I am very new to Kafka and it’s ecosystem. I have learnt few things over the past few months and was able to run Kafka, Schema registry and connect as POC. We have strong uses for Kafka in our company and are planning to integrate lot of applications using Kafka as one of the main tools. Currently I am working on a application which uses Oracle database and our task is to get the data into ES Search from Oracle db. It may sound easy as I could use JDBC source connector and ES Search connector to do that however, there is lot things to be happened between that. The problem is that the database gives us only the ID of the data and then we need to call another web service with the id which will eventually return JSON data that needs to be published to ES Search.

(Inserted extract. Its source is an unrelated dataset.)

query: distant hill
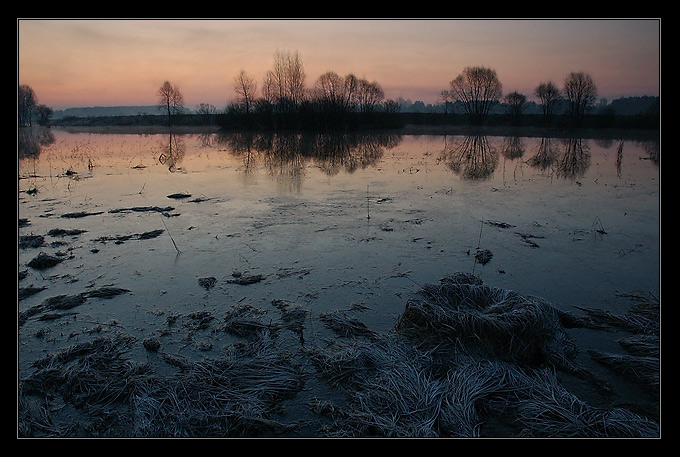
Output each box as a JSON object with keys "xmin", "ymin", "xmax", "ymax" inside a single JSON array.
[{"xmin": 53, "ymin": 105, "xmax": 165, "ymax": 119}]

This is what I have done so far, I use JDBC source connector to monitor the table that will give us the ID and then I wrote our own HTTP connector to make REST call and then capture the response in JSON and then I use Producer from the same connector to publish to a new topic which will be listened by ES sink connector. I am not even sure if what I am doing is a good practice but it is working I can see the data end up in our ES. However there is one thing that is bugging me where I just publish JSON as string to the ES but I want to convert that into AVRO possibly dynamically and publish the schema to the registry when I produces the data to the said topic. This is where I need help as I could not find any help in converting JSON response into AVRO and how to producers AVRO schema in my connector.

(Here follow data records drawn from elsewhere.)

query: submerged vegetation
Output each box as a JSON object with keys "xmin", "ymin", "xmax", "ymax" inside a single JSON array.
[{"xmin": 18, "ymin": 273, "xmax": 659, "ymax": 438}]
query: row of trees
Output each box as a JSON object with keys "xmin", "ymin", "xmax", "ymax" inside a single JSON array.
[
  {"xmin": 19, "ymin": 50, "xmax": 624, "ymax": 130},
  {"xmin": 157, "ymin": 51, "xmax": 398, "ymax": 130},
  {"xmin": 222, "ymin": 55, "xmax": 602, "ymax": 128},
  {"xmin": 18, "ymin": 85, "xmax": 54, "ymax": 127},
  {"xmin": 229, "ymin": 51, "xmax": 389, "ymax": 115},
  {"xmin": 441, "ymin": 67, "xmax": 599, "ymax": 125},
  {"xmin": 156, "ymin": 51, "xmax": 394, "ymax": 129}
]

Also , I need advise on to do initial load of data as the said table contains 5+ million rows which possibly means I need to call my endpoint the same no of time in each of the environments (dev/qa/uat and finally to PROD).

Thanks

1 Like

Hi @saachinsiva, welcome to the forum :slight_smile:

A few thoughts:

  1. Where is the data held that you’re doing the REST lookup calls against? Do you have the option of getting that source into Kafka? You could then do the joins within Kafka. This would also help massively with your initial bulk load and testing use cases.
  2. Rather than writing a custom connector to do the lookups I think Kafka Streams would be a better fit here
  3. When you write back to Kafka you can use different serialisers. Since I’m not a Java coder I can’t give you the specifics but my understanding is that you use the Schema Registry serde

Hello @rmoff

Thank you for getting back to me. The system that we make REST call stores highly sensitive information and it would be really difficult to get access to their database as it needs very high level approval and even if we did manage to get it, the data format (JSON) that we want to publish to Elastic Search is currently being prepared by a huge Oracle packages that pull data from lot of different tables so even if we manage to get the data into Kafka, we need to replicate the logic in the Oracle store procedures which is a daunting task.

Can you please explain me a bit more about second point because the way I understand is that it is possible only if we can manage to do the first step?.

I will definitely take a look into the link you shared and that is probably what I want now.

Thanks again.

This is the bit I was referencing:

I took this to understand that you wrote a connector for Kafka Connect; is that not the case?

Thanks again. Yes I wrote our own connector that makes REST call and publish the resulting JSON into the Topic which which is being listened by ES Sink connector.

e.g. JDBC Sourc connector → Topic 1 → MyConnector -->Topic 2 → ES Sink Connector → Elastic Search.

Here my connector just gets the ID from topic 1 makes REST API call and put the resulting JSON string into Topic 2. This is where I need help to convert to AVRO instead of just JSON string but the link you shared for Serializer might help me here.